"How are you?" many ask me.
"Fine," I lie with a bright smile.
"Terrific, I'm glad that you are doing better. I'm glad that (fill in the blank) is working for you. I've been so worried."
Or on the phone they say, "Oh, you sound chipper! I'm so glad you're better. I've been so worried."
Years of training in customer service have taught me how to sound good on the phone regardless of how I feel. Even though I want to strangle the customer I'm smiling as I speak. Years of frightening or worrying my friends and family have taught me to sound positive when answering the "how are you?" question. Years of feeling lousy have taught me not to push my negativity onto others. Years of living with my good, caring husband have taught me that I should be a good, caring person, also (or try to be). Regardless of how I feel.
I saw a button somewhere (and help me find it again if you know where it is) that said something like, "I look good, but you should see my brain!" or "I may not look sick, but you should see my brain."
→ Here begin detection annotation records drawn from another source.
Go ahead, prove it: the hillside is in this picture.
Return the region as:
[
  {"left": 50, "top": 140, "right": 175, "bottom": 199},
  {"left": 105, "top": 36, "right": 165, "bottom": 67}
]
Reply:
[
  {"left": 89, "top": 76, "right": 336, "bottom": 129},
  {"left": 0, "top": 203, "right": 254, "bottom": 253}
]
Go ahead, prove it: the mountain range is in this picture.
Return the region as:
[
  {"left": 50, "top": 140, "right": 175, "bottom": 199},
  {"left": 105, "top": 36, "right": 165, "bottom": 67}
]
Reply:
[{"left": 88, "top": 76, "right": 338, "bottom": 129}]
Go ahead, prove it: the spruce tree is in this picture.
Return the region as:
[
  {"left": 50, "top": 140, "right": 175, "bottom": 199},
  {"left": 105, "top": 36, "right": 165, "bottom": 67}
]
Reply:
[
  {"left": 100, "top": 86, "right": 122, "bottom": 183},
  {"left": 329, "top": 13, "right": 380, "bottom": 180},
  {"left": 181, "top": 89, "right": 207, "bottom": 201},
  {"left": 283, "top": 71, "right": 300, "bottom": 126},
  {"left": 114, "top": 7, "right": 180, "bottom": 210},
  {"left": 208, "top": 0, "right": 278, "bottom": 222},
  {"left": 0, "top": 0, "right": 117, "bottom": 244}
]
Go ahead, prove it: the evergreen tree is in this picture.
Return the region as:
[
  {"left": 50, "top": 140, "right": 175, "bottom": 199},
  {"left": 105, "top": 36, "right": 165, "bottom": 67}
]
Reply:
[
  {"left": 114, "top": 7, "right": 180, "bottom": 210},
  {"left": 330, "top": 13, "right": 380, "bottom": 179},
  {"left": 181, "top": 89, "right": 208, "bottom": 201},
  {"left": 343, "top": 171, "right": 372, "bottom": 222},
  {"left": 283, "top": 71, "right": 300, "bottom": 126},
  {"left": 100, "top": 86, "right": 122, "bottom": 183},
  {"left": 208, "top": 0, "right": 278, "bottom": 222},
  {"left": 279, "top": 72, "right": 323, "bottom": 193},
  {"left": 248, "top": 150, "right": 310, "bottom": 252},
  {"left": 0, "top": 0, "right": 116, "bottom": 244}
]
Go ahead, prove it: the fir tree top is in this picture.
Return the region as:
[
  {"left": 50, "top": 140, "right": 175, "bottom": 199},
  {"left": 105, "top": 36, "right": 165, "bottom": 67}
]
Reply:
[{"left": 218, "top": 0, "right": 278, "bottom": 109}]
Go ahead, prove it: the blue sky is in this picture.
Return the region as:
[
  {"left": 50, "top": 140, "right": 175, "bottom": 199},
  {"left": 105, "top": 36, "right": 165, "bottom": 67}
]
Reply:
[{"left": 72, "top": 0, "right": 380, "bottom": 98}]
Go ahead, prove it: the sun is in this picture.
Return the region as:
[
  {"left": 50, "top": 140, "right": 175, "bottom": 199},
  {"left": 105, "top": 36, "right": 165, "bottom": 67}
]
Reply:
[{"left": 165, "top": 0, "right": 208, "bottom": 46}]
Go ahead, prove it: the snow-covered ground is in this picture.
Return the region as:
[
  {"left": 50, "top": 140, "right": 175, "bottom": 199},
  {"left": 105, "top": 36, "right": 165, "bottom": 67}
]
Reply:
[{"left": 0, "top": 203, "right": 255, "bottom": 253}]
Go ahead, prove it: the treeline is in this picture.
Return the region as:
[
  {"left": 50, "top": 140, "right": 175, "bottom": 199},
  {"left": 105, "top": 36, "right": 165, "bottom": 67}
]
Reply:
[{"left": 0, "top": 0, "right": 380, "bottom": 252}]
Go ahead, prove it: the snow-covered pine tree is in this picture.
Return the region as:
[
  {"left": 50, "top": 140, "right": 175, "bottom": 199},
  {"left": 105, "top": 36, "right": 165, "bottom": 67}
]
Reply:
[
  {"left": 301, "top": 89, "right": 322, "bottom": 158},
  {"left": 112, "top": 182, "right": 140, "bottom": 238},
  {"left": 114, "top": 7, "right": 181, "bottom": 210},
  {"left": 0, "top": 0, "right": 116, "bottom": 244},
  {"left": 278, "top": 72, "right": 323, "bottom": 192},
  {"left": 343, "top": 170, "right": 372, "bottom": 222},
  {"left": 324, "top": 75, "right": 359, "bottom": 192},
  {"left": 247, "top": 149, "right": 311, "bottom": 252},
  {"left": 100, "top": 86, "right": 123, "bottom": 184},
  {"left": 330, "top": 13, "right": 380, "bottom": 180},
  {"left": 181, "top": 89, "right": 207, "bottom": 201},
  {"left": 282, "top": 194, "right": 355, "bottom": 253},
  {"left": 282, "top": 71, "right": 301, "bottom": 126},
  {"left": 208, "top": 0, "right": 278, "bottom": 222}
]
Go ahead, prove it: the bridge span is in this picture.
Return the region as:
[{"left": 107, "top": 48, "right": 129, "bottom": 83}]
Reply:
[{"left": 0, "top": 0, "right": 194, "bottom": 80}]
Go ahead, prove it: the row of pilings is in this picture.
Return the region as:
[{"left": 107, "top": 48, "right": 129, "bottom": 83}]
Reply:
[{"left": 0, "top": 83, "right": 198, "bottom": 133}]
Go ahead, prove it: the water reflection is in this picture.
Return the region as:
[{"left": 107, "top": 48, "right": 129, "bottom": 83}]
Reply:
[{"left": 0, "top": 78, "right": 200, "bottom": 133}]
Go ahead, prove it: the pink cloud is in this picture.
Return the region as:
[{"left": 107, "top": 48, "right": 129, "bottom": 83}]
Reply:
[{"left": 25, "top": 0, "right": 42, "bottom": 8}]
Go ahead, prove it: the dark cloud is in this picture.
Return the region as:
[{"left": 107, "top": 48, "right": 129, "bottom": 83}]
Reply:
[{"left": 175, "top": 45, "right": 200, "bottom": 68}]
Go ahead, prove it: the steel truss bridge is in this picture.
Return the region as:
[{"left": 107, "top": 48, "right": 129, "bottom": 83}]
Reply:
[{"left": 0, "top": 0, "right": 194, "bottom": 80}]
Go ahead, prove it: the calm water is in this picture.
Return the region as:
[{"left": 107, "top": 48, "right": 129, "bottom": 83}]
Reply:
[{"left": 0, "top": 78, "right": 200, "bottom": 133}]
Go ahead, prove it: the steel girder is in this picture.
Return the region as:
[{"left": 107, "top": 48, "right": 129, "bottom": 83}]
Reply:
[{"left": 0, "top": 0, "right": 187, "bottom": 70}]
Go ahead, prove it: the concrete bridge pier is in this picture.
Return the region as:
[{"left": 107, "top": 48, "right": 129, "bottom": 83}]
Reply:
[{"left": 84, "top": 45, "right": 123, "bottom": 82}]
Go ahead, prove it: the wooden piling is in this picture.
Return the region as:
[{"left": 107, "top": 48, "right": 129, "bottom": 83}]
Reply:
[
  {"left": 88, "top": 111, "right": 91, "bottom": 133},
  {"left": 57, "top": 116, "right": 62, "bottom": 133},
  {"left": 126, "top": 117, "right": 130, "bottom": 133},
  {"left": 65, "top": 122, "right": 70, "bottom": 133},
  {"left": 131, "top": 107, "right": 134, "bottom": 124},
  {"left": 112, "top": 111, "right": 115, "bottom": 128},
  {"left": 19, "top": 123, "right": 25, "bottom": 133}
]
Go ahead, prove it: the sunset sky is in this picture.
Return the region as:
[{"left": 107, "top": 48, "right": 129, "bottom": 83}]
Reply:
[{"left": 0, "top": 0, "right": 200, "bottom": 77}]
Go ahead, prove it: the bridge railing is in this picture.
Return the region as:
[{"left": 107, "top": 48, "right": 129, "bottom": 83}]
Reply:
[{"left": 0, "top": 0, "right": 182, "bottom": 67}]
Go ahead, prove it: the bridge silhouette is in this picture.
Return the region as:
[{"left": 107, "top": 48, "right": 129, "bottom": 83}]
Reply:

It's not helpful to tell everyone everything. And dealing with other people's reaction to "I feel like crap" can be just as exhausting. "I'm not strong, I just can't deal with your reaction." We feel that we have to comfort the people who get upset when we are feeling bad. So we filter our responses, we are cautious with our words. It saves relationships, people don't avoid us, people enjoy our company.
And there's nothing wrong with that.